The Tawargha continue to face threats and attacks on their camps from militia members who have threatened to stop any attempt by them to return. The authorities have failed to ensure their safe return and have also repeatedly deterred the Tawargha from returning for security reasons.
“It is unthinkable that the victims of abuses have been asked to relinquish their right to safe return, while the militias and others threatening them have gone unchallenged”, said Hassiba Hadj Sahraoui.
“The demands of Misratah’s residents for accountability for war crimes in their city are justified, but justice cannot be selective and a whole community cannot be collectively punished.”.
In total around 65,000 people are internally displaced across Libya, not just Tawarghas but members of the Mashashya tribe from the Nafusa Mountains, residents of Sirte and Bani Walid, and Tuaregs from Ghadames too. The Tawarghas, ethnic black Libyans, are among those who have suffered the most.
More than 1,300 Tawarghas are estimated to be missing, detained or were subjected to enforced disappearances, mainly in Misratah. Most were seized by militias and subjected to torture and other ill-treatment, such as electric shocks, whipping and beatings with metal bars or water pipes in detention.
Amnesty International urges the Libyan authorities to investigate all cases of enforced disappearance and torture without discrimination, including of victims perceived as pro-al Gaddafi.
Hundreds of Tawargha detainees, including children, have also been held in state prisons for more than two years, without charge or trial, in poor detention conditions, without adequate medical care or regular family visits. Family members of detained Tawarghas fear reprisal attacks each time they go to Misratah. In al Wahda prison in Misratah, Amnesty International met nine minors who were held without charge since they were apprehended in 2011.
“All those being held without charge must be released or charged with a recognizable criminal offence. The detention of children should be used only as a measure of last resort and for the shortest period of time,” Hassiba Hadj Sahraoui said.
Libya is currently facing the worst political and security crisis since the 2011 conflict. The rule of law has been undermined amid widespread lawlessness, arbitrary detentions, abductions and attacks on government institutions by state-affiliated militias. Despite these challenges, the Libyan authorities have a responsibility to ensure the protection of internally displaced communities who are among those most at risk.

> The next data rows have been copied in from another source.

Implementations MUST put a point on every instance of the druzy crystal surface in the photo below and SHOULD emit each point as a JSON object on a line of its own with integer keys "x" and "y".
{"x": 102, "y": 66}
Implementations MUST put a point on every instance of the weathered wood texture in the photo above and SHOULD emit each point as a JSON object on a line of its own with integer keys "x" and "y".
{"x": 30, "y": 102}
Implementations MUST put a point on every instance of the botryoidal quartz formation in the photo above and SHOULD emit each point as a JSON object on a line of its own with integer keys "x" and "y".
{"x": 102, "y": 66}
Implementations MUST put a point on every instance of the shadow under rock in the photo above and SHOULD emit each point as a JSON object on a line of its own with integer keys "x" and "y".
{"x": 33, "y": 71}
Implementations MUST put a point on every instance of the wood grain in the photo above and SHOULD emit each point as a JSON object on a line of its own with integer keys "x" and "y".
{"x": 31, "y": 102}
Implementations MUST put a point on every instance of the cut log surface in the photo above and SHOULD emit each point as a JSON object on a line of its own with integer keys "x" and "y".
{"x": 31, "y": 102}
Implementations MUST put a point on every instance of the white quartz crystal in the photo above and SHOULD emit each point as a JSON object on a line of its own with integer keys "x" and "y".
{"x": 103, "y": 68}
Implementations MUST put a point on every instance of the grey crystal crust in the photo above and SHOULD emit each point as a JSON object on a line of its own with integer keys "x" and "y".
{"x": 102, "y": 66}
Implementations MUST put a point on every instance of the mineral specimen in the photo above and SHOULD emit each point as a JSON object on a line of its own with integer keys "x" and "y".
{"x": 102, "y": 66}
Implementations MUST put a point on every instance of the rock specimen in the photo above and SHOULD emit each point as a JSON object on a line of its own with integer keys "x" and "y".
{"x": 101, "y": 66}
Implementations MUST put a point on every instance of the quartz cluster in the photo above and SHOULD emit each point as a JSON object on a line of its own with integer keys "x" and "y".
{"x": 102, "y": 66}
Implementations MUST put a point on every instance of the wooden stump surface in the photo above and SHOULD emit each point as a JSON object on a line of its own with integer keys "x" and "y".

“Finding a durable solution to Libya’s displacement problem will require time, but there are immediate steps that the authorities can take to show they are serious about respecting the rights of Tawarghas and other communities. There is no reason they should not enjoy their right to education and adequate standard of living like all other Libyans”.
Scores of Tawargha face obstacles in obtaining the documents they need to pursue higher education from academic establishments in Misratah. Families of missing persons do not receive governmental assistance, seemingly for no other reason than their perceived allegiance to Colonel al-Gaddafi.
Last month, Libya’s General National Congress agreed in principle to a Law on Transitional Justice that includes a set of measures to achieve truth, accountability and reparations for victims of human rights violations perpetrated during al-Gaddafi’s rule and since. The draft law, which is pending a final vote, establishes a Fact-Finding and Reconciliation Commission tasked, among other things, with addressing the situation of internally displaced persons without discrimination.
“The adoption of this law could be the first real step towards justice for Tawarghas and other displaced communities. Once the law is adopted, the authorities must ensure that the Commission is given the necessary resources and protection to conduct its work impartially, free from threats, public pressure and militia attack,” said Hassiba Hadj Sahraoui.
“A failure to do so could endanger the modest gains of victims in their struggle for truth and justice, and turn the law into another failed initiative.”
Amnesty International also urges the Libyan authorities to consult the Tawargha community in any discussions of solutions to address their needs, rights and legitimate interests.